Il gruppo di ricerca ha iniziato a raccogliere il suo materiale nel 2020 e le sue conclusioni parziali – comunicate di volta in volta – non erano affatto piaciute ai vertici di Facebook. Sempre in base all’ultimo post che hanno pubblicato sui loro canali, AlgorithmWatch ha ricordato che, ad esempio, potrebbero esserci molti più casi di bullismo sui social network di quelli di cui abbiamo notizia. Del resto, la minaccia di azioni legali da parte della piattaforma social ha fatto desistere i ricercatori.

Nei giorni scorsi, Facebook aveva bannato alcuni studiosi della New York University che avevano raccolto dati sull’odio online attraverso un plug-in simile a quello utilizzato da AlgorithmWatch. Tuttavia, la motivazione fornita dai vertici di Menlo Park – la non corrispondenza di questa attività alle norme sulla raccolta dati della Federal Trade Commission dopo lo scandalo di Cambridge Analytica – non era stata ritenuta sufficiente a giustificare un atto così estremo. Per scopi di ricerca, estranei agli scopi di lucro, i dati potrebbero essere, in teoria, raccolti.
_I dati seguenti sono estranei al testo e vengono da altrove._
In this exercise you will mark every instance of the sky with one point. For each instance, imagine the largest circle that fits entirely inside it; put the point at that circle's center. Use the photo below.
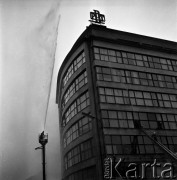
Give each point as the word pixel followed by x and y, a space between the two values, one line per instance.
pixel 35 37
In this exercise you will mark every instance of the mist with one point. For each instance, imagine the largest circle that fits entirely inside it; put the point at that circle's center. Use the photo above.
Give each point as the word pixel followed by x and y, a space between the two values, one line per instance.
pixel 29 40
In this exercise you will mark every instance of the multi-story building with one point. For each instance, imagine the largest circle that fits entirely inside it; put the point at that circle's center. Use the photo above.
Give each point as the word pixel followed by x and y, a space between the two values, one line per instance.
pixel 109 82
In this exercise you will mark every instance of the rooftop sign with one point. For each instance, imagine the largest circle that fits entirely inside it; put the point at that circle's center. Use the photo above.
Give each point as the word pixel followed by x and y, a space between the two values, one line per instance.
pixel 96 17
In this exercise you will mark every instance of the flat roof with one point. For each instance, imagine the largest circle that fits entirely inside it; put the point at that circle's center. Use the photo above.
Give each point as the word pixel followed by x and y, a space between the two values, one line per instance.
pixel 103 33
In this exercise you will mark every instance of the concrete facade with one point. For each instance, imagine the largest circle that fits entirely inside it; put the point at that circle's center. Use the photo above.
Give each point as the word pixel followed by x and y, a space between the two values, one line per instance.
pixel 109 80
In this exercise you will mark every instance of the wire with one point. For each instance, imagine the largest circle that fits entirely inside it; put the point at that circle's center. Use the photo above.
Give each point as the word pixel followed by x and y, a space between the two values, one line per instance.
pixel 50 86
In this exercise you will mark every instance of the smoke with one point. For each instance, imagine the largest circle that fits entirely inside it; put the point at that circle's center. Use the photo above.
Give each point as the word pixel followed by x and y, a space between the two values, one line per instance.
pixel 28 52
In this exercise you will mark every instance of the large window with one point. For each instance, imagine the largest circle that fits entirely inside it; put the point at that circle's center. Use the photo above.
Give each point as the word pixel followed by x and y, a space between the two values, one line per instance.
pixel 73 67
pixel 137 144
pixel 134 59
pixel 137 98
pixel 79 104
pixel 79 153
pixel 126 119
pixel 134 77
pixel 81 127
pixel 80 81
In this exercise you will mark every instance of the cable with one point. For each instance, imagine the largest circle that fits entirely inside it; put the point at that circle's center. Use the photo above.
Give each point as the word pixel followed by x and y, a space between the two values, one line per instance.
pixel 49 94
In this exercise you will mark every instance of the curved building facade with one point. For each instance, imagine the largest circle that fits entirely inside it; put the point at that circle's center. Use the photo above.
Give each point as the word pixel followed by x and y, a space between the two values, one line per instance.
pixel 109 81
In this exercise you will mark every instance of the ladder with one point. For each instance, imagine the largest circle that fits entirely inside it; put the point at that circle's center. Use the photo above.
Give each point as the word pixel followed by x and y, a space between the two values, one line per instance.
pixel 154 139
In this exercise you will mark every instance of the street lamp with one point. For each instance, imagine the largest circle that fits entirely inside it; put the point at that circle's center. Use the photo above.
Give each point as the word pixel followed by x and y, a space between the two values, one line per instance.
pixel 43 140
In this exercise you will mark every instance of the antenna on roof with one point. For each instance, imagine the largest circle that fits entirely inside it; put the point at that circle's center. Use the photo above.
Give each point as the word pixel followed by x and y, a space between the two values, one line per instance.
pixel 96 17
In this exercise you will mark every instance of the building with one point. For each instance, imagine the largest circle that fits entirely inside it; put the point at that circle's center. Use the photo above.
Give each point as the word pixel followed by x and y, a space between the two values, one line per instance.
pixel 110 83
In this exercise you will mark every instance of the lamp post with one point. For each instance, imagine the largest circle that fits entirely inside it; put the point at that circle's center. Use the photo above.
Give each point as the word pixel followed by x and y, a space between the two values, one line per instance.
pixel 43 140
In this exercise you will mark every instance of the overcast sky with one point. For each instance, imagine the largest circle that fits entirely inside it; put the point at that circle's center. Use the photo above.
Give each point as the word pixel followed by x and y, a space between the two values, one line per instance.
pixel 28 35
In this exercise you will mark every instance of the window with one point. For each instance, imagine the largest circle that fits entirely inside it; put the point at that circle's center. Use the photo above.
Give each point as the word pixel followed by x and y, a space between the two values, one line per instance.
pixel 125 119
pixel 139 98
pixel 79 104
pixel 81 127
pixel 133 144
pixel 134 59
pixel 73 67
pixel 133 77
pixel 74 87
pixel 79 153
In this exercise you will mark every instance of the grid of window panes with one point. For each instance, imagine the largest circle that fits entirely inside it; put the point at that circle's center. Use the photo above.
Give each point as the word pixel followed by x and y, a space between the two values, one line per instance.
pixel 79 153
pixel 134 59
pixel 134 77
pixel 73 67
pixel 74 87
pixel 137 144
pixel 79 104
pixel 138 98
pixel 84 174
pixel 148 120
pixel 81 127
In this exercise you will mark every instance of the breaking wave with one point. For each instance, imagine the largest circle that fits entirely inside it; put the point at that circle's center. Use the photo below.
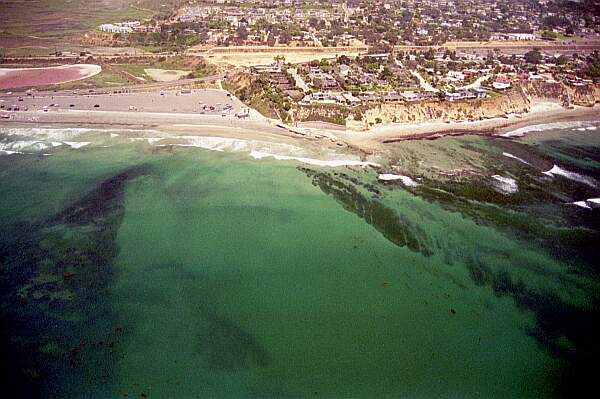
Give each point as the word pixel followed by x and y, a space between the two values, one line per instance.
pixel 574 125
pixel 558 171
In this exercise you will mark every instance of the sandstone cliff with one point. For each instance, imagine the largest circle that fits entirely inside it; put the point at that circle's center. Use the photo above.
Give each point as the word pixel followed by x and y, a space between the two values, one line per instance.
pixel 515 101
pixel 567 95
AlgorithmWatch ha tuttavia deciso di bloccare lo stesso la sua attività: nei mesi scorsi, ad esempio, aveva descritto come Instagram premiasse i contenuti multimediali che mostravano pelle nuda o come i volti fossero tenuti molto più in considerazione rispetto ad altre immagini. Le conclusioni di queste ricerche erano sempre state contestate da Facebook.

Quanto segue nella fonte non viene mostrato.